3. The power amplifier circuit of claim 2, wherein the first coupling bias circuit comprises:

a first coupling circuit for coupling;

a first suppression circuit for suppressing the high frequency signal and the second harmonic;

the first coupling circuit is connected with the anode of the first power supply through the microstrip line, and the first coupling circuit is also connected with the base/grid of the stabilizing circuit and the power amplifier through the first suppression circuit.

4. The power amplifier circuit of claim 2, wherein the second coupling bias circuit comprises:

a second coupling circuit for coupling;

a second suppression circuit for suppressing the high frequency signal and the second harmonic;

the second coupling circuit is connected with the anode of the second power supply through the microstrip line, and the second coupling circuit is further connected with the input end of the output harmonic suppression matching circuit and the collector/drain electrode of the power amplifier through the second suppression circuit.

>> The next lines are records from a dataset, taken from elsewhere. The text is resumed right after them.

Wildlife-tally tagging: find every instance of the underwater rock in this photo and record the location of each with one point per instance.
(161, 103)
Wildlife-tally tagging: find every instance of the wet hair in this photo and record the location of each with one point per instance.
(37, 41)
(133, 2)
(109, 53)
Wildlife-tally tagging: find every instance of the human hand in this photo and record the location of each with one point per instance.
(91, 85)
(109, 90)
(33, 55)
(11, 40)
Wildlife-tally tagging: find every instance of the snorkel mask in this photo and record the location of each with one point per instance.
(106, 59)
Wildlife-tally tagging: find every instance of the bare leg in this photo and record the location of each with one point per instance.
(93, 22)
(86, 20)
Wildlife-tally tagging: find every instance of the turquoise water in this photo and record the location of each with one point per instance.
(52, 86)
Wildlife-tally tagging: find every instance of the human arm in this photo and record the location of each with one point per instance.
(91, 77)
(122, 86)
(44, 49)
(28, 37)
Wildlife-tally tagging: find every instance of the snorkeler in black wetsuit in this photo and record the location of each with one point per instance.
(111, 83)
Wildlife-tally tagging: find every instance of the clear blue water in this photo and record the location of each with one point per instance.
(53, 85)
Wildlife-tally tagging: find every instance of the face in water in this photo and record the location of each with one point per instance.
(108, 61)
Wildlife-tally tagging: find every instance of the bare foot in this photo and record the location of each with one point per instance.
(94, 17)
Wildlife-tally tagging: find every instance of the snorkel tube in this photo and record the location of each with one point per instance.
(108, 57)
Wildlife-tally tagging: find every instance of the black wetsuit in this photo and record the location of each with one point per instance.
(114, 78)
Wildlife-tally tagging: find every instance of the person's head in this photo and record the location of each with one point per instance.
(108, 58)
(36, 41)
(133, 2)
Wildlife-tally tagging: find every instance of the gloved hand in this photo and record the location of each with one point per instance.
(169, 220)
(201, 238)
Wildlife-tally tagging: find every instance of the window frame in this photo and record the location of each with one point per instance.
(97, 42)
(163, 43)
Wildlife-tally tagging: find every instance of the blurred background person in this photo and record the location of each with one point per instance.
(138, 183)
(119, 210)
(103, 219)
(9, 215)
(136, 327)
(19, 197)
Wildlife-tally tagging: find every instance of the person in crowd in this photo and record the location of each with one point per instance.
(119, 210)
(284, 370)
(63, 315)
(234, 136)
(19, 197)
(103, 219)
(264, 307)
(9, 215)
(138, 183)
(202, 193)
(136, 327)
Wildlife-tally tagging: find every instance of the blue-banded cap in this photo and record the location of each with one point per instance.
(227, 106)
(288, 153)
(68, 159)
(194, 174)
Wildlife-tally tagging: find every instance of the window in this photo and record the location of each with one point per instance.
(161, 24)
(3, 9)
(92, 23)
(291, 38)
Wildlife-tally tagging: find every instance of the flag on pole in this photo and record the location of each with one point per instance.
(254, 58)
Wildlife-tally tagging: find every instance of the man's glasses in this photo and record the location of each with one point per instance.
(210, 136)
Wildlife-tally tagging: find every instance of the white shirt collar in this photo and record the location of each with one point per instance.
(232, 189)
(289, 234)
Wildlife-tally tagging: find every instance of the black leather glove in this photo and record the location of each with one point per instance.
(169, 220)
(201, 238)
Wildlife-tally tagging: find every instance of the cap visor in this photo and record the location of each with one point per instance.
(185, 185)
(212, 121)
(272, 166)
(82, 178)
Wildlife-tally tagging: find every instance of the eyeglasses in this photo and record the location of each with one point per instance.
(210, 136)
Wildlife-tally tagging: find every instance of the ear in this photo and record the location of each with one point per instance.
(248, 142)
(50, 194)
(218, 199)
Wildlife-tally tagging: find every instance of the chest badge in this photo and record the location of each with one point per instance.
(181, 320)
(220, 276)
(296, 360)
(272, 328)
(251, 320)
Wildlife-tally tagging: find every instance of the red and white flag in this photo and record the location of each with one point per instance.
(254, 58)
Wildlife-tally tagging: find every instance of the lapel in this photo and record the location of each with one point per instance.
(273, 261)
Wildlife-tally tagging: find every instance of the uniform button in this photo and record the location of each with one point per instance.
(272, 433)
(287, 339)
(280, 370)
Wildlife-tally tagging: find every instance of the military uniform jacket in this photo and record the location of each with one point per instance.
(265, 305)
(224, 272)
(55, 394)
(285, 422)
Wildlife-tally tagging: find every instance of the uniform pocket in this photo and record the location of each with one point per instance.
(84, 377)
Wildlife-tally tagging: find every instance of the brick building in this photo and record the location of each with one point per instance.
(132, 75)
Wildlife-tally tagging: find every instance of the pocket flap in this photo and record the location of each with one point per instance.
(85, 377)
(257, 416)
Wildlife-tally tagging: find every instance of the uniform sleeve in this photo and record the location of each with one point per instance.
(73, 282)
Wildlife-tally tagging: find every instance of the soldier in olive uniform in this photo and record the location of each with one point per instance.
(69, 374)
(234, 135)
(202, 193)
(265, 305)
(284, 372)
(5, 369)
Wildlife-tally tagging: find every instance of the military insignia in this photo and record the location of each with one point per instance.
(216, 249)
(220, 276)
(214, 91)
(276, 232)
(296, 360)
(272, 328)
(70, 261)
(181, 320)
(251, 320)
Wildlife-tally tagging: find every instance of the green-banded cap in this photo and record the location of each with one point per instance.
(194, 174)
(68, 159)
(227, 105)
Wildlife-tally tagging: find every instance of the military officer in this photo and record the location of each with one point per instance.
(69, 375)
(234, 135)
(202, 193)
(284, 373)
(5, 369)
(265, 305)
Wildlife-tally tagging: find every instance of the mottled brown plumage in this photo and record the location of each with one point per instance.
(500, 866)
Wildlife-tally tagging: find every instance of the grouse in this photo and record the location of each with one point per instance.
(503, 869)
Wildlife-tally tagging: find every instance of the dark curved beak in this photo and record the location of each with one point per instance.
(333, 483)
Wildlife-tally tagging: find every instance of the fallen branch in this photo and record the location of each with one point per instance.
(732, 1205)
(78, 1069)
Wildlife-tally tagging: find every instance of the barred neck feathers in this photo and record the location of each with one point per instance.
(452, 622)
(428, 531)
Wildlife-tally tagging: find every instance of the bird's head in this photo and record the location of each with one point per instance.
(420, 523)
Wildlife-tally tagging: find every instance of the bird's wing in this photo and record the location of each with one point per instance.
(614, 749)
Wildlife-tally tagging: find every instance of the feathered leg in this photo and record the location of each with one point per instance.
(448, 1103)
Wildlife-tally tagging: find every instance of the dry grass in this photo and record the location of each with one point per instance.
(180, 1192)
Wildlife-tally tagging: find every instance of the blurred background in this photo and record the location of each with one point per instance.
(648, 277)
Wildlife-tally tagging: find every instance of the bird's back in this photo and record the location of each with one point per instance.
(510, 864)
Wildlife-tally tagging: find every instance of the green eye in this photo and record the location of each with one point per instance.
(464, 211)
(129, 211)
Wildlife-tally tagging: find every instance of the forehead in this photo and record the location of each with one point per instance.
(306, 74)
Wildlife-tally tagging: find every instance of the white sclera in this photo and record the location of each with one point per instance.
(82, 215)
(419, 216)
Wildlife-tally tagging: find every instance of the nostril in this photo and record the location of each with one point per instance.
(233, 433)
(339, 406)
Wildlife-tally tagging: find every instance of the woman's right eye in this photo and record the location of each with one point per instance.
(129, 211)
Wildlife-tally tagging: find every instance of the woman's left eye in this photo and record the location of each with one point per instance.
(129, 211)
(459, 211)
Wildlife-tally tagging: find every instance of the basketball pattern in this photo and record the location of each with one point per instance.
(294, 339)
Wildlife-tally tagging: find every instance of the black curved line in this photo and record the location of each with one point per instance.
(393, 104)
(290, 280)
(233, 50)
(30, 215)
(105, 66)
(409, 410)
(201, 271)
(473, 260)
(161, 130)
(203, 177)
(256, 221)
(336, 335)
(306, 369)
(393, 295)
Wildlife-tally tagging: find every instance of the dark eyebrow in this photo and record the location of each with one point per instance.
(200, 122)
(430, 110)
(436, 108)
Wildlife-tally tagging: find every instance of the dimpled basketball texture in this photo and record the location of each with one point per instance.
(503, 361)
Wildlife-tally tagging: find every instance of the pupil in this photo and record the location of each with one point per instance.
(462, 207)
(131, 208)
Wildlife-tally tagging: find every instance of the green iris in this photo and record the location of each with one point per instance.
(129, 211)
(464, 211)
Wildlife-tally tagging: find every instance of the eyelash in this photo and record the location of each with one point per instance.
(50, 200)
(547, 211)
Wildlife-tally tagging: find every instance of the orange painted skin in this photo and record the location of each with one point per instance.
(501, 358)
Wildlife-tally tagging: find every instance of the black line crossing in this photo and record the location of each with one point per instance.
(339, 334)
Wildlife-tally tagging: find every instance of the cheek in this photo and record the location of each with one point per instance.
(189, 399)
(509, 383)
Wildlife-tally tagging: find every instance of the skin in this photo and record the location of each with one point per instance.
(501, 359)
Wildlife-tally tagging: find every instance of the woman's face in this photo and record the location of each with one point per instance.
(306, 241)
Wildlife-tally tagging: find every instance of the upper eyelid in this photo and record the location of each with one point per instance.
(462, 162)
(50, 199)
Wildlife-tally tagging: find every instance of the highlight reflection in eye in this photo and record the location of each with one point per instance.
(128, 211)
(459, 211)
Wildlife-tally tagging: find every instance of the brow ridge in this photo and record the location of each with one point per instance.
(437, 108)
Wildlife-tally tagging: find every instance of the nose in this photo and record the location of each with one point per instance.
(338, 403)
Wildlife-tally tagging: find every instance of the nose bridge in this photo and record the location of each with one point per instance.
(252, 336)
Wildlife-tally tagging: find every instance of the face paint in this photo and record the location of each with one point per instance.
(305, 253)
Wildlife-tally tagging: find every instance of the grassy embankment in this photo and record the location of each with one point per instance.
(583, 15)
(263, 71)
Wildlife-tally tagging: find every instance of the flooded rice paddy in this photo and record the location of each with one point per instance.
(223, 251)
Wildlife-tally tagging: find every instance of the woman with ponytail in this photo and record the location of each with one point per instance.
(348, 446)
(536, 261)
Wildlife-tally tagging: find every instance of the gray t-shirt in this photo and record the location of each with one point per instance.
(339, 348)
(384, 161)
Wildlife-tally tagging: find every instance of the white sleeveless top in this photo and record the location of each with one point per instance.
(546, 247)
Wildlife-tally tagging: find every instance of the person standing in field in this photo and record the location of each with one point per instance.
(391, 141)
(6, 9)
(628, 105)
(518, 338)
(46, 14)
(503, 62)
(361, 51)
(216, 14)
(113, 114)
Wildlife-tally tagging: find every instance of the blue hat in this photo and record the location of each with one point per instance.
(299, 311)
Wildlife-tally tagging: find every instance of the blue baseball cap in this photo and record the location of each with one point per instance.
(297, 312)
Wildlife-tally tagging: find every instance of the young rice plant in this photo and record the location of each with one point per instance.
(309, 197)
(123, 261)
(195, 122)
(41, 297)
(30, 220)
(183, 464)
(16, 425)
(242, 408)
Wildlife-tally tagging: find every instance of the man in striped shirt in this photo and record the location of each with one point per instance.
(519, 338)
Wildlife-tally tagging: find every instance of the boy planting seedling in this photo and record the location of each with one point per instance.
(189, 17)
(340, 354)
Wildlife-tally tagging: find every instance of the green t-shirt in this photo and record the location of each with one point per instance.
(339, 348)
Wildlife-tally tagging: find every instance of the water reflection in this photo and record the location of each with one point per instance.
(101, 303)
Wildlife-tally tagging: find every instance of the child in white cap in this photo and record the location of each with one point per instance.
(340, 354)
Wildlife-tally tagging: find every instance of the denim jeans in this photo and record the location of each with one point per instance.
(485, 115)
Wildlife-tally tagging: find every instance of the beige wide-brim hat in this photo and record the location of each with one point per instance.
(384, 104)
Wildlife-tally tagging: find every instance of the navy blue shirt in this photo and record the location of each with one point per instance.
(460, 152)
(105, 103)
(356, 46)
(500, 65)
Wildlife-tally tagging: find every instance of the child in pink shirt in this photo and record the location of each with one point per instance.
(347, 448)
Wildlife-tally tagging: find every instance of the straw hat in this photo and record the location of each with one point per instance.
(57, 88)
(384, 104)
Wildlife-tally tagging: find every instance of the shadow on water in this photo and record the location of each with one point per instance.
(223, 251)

5. The power amplifier circuit of claim 1, wherein the harmonic rejection network further comprises a second harmonic rejection unit comprising a seventh transverse microstrip, an eighth transverse microstrip, a ninth transverse microstrip, a tenth transverse microstrip, a sixth vertical microstrip, a seventh vertical microstrip, an eighth vertical microstrip, and a ninth vertical microstrip; one end of the sixth vertical microstrip line is connected with the other end of the first vertical microstrip line, the output matching circuit, the first coupling bias circuit and the collector/drain electrode of the power amplifier, and the sixth vertical microstrip line, the seventh transverse microstrip line, the seventh vertical microstrip line, the eighth transverse microstrip line, the eighth vertical microstrip line, the ninth transverse microstrip line, the ninth vertical microstrip line and the tenth transverse microstrip line are sequentially connected.

6. The power amplifier circuit of claim 1, wherein the harmonic rejection network further comprises a third harmonic rejection unit comprising an eleventh transverse microstrip, a twelfth transverse microstrip, a thirteenth transverse microstrip, a fourteenth transverse microstrip, a tenth vertical microstrip, an eleventh vertical microstrip, a twelfth vertical microstrip, and a thirteenth vertical microstrip; one end of the tenth vertical microstrip line is connected with the other end of the first vertical microstrip line, one end of the output matching circuit, one end of the sixth vertical microstrip line, the first coupling bias circuit and the collector/drain of the power amplifier, and the tenth vertical microstrip line, the eleventh transverse microstrip line, the eleventh vertical microstrip line, the twelfth transverse microstrip line, the twelfth vertical microstrip line, the thirteenth transverse microstrip line, the thirteenth vertical microstrip line and the fourteenth transverse microstrip line are sequentially connected.

7. Microwave transmission equipment, characterized in that it comprises an equipment body, in which a circuit board is arranged, on which a power amplifier circuit according to any one of claims 1 to 6 is arranged.